Lancaster looks around, assessing his audience. Then glares at Angela. “What are you up to now? Give me that.”
“You want this?” She holds out the gun for everyone to see that the barrel is ripped open. “I think Ruby might like to have a look at it first. Someone booby-trapped it.”
“Someone?” Lancaster draws himself up and puffs out his chest. “The only other person outside of props who handled that gun is you.”
It’s what Angela expects him to say. “You know as well as I do, this isn’t the gun we used in rehearsal.” She wonders why the prop assistant didn’t flag it. “Couldn’t you feel the difference?” she asks Ruby.
Ruby’s mouth opens but at first no words come out. “Actually, I did.
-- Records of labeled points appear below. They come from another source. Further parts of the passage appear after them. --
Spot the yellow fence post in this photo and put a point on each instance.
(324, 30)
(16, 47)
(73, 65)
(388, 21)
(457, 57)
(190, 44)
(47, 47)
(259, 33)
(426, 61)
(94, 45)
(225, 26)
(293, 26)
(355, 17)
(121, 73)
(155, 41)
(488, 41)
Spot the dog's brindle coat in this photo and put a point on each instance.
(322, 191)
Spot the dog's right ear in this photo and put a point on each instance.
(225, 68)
It felt cold and heavier.”
“It’s a different gun,” Angela says. She peers closely at a bit of what looks like a nugget of hard plastic stuck inside the exploded barrel. “And it looks as if someone jammed it with—”
“Probably latex,” Lancaster says. Now everyone turns and stares at him. Because how could he know that from twenty feet away? Latex hadn’t even occurred to Angela and she’s looking right at it.